The Placebo Effect
The Placebo Effect
The placebo effect is the treatment effect that is not induced by a specific treatment such as pharmacological substance. We are interested in undersatnding the neural underpinnings of the placebo effect. We first focused on placebo analgesia in our placebo research since the placebo effect has previously been best described for pain in a long series of experimental studies. We were first to describe the processes in the human brain underlying placebo analgesia (Petrovic et al Science 2002), and showed that two regions were involved in the placebo response: the orbitofrontal cortex (Obfc) and the rostral anterior cingulate cortex (rACC). This study opened a new research direction in cognitive neuroscience and it has been cited over 700 times.

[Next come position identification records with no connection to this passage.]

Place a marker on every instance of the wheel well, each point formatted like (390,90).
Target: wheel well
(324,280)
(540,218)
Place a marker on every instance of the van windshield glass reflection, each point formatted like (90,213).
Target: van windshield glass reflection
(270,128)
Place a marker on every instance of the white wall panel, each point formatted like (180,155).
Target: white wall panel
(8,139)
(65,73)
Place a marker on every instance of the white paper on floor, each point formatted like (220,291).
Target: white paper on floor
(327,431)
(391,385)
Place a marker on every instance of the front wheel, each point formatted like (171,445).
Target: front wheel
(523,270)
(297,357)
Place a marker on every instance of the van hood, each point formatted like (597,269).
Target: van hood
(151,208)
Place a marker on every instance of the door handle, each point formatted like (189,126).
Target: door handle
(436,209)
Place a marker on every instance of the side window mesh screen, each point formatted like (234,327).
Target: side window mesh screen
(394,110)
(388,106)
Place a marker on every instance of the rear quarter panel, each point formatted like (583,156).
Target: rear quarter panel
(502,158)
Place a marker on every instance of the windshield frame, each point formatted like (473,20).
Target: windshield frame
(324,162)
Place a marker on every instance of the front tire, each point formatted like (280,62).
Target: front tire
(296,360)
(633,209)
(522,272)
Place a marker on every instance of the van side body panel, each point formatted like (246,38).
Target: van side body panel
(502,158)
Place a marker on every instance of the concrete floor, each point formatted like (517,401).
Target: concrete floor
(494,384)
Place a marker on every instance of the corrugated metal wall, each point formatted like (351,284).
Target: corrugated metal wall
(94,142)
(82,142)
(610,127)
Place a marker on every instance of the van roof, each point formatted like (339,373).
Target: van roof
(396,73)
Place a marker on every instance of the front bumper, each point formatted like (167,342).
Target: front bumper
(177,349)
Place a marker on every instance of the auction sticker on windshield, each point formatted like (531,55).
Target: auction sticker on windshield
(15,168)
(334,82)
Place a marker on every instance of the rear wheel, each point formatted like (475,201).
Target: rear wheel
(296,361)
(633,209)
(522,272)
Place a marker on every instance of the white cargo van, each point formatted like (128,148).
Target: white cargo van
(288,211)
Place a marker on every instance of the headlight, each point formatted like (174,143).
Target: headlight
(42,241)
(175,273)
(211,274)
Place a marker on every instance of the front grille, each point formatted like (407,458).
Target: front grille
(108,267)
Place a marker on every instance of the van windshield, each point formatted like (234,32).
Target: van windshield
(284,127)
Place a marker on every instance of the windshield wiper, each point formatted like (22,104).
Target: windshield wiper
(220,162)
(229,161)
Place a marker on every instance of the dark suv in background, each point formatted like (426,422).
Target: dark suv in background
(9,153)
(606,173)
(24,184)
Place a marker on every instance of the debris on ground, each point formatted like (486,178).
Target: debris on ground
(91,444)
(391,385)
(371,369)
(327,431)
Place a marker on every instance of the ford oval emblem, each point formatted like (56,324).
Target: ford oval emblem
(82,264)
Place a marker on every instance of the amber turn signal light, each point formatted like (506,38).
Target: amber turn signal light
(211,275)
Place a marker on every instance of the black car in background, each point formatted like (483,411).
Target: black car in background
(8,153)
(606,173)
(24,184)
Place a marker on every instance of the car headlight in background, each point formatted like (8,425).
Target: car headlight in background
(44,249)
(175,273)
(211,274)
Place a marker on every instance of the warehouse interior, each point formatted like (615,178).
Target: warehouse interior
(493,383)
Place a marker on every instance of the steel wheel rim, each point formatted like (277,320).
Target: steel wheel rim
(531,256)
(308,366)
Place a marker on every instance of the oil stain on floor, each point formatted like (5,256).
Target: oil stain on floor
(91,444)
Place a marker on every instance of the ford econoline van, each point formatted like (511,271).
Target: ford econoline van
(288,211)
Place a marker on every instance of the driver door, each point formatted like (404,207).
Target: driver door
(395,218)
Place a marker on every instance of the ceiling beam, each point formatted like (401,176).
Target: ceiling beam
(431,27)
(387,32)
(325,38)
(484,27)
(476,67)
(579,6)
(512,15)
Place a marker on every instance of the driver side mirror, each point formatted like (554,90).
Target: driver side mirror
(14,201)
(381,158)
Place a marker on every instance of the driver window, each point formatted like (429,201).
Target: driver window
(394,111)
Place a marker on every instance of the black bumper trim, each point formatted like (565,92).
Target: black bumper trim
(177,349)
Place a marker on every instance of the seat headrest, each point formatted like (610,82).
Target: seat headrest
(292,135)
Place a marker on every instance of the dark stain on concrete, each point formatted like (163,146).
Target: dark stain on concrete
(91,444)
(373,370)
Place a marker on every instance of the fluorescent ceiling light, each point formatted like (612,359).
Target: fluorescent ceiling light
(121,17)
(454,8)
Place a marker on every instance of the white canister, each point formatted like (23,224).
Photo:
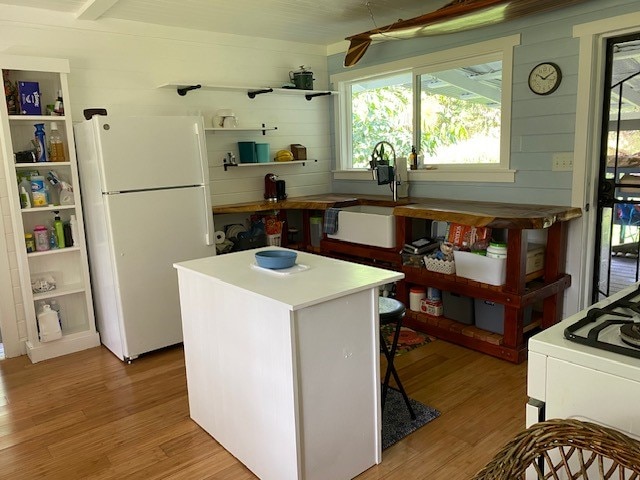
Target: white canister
(48,324)
(416,294)
(497,250)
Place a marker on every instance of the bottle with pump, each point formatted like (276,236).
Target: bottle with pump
(74,229)
(56,147)
(58,107)
(59,230)
(41,143)
(48,324)
(55,306)
(413,159)
(53,241)
(25,192)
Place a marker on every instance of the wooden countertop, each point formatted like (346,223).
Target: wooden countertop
(478,214)
(488,214)
(311,202)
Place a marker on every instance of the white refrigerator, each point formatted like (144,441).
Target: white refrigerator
(145,189)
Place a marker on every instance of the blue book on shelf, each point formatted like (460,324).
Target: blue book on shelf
(29,95)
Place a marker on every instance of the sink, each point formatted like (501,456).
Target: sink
(367,225)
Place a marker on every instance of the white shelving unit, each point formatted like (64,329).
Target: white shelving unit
(69,266)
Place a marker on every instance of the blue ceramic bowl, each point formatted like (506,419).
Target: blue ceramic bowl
(276,259)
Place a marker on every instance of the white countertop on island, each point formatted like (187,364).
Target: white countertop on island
(325,279)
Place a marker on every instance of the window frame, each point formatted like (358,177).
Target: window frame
(497,49)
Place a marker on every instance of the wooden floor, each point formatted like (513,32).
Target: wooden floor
(88,415)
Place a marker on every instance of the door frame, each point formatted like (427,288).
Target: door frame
(589,104)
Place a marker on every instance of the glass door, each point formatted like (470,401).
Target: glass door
(617,258)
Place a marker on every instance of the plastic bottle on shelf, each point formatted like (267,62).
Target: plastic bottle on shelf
(48,324)
(29,242)
(58,107)
(39,193)
(25,198)
(41,235)
(413,159)
(74,229)
(416,294)
(55,306)
(59,229)
(56,147)
(53,241)
(41,143)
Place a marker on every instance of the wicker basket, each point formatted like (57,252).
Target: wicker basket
(440,266)
(565,448)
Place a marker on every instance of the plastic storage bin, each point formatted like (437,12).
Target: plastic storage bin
(490,315)
(492,271)
(458,307)
(315,224)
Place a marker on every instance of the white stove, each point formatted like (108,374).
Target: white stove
(584,368)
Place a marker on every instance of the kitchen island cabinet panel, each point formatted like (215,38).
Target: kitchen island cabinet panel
(283,369)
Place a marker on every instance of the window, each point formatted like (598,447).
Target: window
(449,105)
(460,115)
(381,109)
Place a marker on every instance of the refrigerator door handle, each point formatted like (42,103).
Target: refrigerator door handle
(209,234)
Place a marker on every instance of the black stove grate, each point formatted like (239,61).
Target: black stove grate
(592,338)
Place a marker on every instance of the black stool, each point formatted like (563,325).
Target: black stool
(391,310)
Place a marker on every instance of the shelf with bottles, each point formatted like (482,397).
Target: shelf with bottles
(71,313)
(37,118)
(24,136)
(262,129)
(21,148)
(55,251)
(45,189)
(33,93)
(61,291)
(48,208)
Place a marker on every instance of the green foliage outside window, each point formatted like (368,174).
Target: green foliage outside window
(453,130)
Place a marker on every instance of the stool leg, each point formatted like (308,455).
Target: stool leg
(391,370)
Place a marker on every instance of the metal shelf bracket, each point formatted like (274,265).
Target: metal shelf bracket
(309,96)
(253,93)
(182,91)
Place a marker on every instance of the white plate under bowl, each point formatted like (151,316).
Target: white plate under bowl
(298,267)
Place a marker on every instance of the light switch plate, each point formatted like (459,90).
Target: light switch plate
(562,162)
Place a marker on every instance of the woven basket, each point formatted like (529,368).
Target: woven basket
(440,266)
(566,449)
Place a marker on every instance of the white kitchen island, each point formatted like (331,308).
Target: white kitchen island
(283,369)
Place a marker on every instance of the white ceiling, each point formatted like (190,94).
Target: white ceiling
(319,22)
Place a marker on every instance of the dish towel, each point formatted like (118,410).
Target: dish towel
(331,220)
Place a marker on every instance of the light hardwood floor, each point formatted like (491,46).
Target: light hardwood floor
(88,415)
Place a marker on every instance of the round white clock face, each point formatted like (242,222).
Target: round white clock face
(545,78)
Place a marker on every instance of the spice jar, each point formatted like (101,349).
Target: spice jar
(29,242)
(497,250)
(41,234)
(416,294)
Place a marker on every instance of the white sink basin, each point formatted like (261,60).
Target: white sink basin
(367,225)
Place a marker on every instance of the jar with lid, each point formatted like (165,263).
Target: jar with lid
(29,242)
(497,250)
(41,235)
(416,294)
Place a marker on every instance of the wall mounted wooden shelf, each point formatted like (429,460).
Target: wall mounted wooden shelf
(252,92)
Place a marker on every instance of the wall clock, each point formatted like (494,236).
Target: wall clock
(545,78)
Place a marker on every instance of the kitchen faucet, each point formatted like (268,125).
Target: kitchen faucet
(382,170)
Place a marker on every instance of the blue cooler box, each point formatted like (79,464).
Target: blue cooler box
(490,315)
(457,307)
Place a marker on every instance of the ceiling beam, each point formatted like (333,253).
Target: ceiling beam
(94,9)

Our group has also generalized the ideas of placebo analgesia to emotional processing and perception (Petrovic et al Neuron 2005). This experimental model is important since there it has been a fierece debate about the placebo effect in antidepressive teratment - but virtually no experimetal studies on this topic in cognitive neuroscience. In that study we discovered that similar prefrontal systems (Obfc and rACC) were involved as in placebo analgesia. We also built a theoretical model of the placebo effect that builds on general information processing of expectations, and showed evidence in favour of this model (Petrovic et al Pain 2010). We generalized this idea further by showing “placebo-like” modulation of a visual illusion (Sterzer et al Current Biology 2008; Schmack Journal of Neuroscience 2013). Finally, we have studied expectation effects in the brains of treating doctors (Jensen et al Molecular Psychiatry 2014) since it has been suggested that the the social interaction between the treater and the patient is the most signiciant aspects of the placebo effect.